You just need to follow the usual procedure of wrapping C++ lib's with C interface. I.e., (1) write a header file with whatever list of declaration of functions you need, (2) write a cpp file that defines those functions by calling functions from dragonbox library, and then (3) compile that cpp file into a library file, and (4) use it from C by including the header file and linking to the library file.

(I accidently clicked "Close with comment" button while writing this😅)

You can find lots of information on this from the Internet. Most of the articles on it seems to assume object (classes) API therefore defines an opaque pointer, but since dragonbox API's are purely procedural, you don't need that.

jk-jeon avatar May 20 '22 13:05 jk-jeon

hello :-) @jk-jeon,

thank you for your fast reply,

you didn't say something about 'would like a version for 80-bit long doubles, and lack the skills to build such from above info.'. in general i can try to dive into, but have seen here and at ryu that people with better skills didn't finish, thus think it's too big a task for me.

let me explain the value of a long double version: in some way longs are dead, and also intel doesn't push them anymore, but! they provide a good way to check the results of double calculations which I consider very helpful for my work on last bit accuracy.

wrapping C++ - 'usual way' ... did you decode the implicit meaning of my nick? I'd need to learn more about 'C', plenty about C++, about their co-play, about compilers and options, about your project, rounding modes, ... besides the general value of learning, it would be better for the project and for a good solution that can be used by others if something like this is done by experienced people.
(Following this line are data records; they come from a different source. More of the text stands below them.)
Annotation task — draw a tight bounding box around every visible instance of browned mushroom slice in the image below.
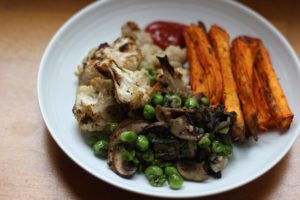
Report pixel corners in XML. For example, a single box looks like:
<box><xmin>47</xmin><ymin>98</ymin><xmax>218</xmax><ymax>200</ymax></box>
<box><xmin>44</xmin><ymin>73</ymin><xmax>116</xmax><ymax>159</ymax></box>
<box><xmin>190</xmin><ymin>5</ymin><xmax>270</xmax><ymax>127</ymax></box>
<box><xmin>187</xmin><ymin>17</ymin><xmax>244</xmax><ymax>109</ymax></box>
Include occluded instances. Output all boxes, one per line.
<box><xmin>142</xmin><ymin>121</ymin><xmax>169</xmax><ymax>134</ymax></box>
<box><xmin>111</xmin><ymin>146</ymin><xmax>137</xmax><ymax>178</ymax></box>
<box><xmin>108</xmin><ymin>119</ymin><xmax>149</xmax><ymax>178</ymax></box>
<box><xmin>169</xmin><ymin>116</ymin><xmax>202</xmax><ymax>141</ymax></box>
<box><xmin>155</xmin><ymin>106</ymin><xmax>202</xmax><ymax>141</ymax></box>
<box><xmin>176</xmin><ymin>160</ymin><xmax>208</xmax><ymax>182</ymax></box>
<box><xmin>153</xmin><ymin>143</ymin><xmax>178</xmax><ymax>161</ymax></box>
<box><xmin>155</xmin><ymin>105</ymin><xmax>195</xmax><ymax>122</ymax></box>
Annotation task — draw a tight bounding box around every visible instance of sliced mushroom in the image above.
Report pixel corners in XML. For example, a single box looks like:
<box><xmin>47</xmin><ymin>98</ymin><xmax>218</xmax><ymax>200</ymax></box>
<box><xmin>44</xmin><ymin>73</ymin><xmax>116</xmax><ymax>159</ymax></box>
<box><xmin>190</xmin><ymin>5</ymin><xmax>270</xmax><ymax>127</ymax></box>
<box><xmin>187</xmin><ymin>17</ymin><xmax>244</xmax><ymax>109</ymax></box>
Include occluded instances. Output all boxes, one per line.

IMHO the two points above ( 'longs' and 'C' access ) could help a lot of people once they were available, whereas for the 'C' access float to string, double to string and long double to string would be sufficient.
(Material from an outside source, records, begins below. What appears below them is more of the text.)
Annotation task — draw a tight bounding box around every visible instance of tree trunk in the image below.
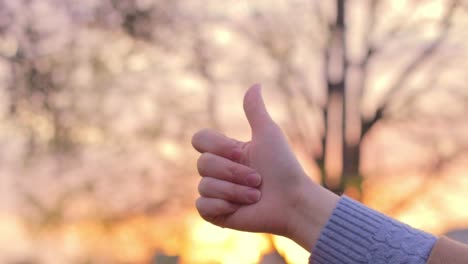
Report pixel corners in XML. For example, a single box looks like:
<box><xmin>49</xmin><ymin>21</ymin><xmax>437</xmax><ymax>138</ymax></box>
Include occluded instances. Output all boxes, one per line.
<box><xmin>342</xmin><ymin>141</ymin><xmax>362</xmax><ymax>198</ymax></box>
<box><xmin>323</xmin><ymin>0</ymin><xmax>348</xmax><ymax>194</ymax></box>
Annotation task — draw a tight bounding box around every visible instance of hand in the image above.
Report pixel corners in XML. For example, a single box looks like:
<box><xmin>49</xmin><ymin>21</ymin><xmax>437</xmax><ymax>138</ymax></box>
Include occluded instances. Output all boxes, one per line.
<box><xmin>192</xmin><ymin>84</ymin><xmax>339</xmax><ymax>251</ymax></box>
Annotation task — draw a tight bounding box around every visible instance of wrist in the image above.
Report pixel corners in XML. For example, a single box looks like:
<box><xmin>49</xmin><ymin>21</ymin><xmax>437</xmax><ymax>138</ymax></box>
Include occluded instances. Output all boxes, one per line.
<box><xmin>286</xmin><ymin>177</ymin><xmax>339</xmax><ymax>251</ymax></box>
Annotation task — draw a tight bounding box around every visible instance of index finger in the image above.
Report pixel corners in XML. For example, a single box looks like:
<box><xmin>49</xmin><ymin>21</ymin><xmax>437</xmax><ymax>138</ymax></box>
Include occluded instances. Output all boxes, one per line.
<box><xmin>191</xmin><ymin>128</ymin><xmax>244</xmax><ymax>161</ymax></box>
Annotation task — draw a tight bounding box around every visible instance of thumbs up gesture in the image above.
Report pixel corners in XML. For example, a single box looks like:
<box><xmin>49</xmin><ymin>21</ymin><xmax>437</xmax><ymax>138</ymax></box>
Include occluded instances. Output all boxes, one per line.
<box><xmin>192</xmin><ymin>84</ymin><xmax>338</xmax><ymax>251</ymax></box>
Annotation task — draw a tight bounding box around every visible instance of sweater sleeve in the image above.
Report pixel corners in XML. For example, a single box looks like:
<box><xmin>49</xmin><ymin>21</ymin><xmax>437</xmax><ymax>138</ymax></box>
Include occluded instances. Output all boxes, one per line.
<box><xmin>309</xmin><ymin>196</ymin><xmax>437</xmax><ymax>264</ymax></box>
TIA for any help from you or other persons ...

newbie-02 avatar May 21 '22 05:05 newbie-02

but have seen here and at ryu that people with better skills didn't finish, thus think it's too big a task for me.
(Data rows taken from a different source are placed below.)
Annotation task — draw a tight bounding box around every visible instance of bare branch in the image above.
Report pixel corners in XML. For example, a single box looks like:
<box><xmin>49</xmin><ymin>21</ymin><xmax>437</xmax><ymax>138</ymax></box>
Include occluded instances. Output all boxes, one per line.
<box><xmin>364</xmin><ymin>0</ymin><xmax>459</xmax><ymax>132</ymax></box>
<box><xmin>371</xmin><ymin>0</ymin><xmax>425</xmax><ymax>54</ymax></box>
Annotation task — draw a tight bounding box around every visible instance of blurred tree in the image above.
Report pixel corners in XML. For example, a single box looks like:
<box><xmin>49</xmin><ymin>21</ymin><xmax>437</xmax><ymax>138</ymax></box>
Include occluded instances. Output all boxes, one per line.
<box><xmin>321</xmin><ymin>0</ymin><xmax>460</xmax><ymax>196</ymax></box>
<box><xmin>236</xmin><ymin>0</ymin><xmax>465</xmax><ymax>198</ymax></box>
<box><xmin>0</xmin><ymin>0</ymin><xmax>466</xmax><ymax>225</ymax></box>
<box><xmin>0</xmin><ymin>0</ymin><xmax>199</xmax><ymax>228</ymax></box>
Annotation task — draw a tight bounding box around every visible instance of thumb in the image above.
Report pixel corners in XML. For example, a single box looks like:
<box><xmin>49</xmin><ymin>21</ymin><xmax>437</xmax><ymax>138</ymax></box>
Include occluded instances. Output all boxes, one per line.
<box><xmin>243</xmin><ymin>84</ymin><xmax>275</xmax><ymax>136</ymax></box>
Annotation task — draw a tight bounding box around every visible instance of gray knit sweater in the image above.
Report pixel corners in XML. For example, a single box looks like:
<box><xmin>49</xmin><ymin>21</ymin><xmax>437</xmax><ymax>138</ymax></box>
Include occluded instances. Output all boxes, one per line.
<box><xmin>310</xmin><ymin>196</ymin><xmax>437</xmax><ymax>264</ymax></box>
I would say it is not a dauntingly hard task, but it is certainly something that requires nontrivial amount of time and energy. Also it is not something super-advanced or something that requires a lot of creativity and innovation, but it certainly requires enough understanding of the underlying algorithms, which I assume not so many people seem to have already acquired, nor willing to acquire, at this point. Fast but 100% accurate float-to-string conversion is probably quite a niche thing that not so many people are caring about, and especially that for 80-bit float is presumably even more niche. Maybe no one did it yet because it is not so super-rewarding given the amount of effort it requires.

Also, regarding the C-interface thing, I think this issue thread is not really the right place to talk about it. As I said, you can google, e.g., "wrapping C++ with C interface" and find plenty of information on it. Just be aware that the library API is not object-oriented so you need not to have a so-called "opaque pointer" from the interface.

jk-jeon avatar May 24 '22 00:05 jk-jeon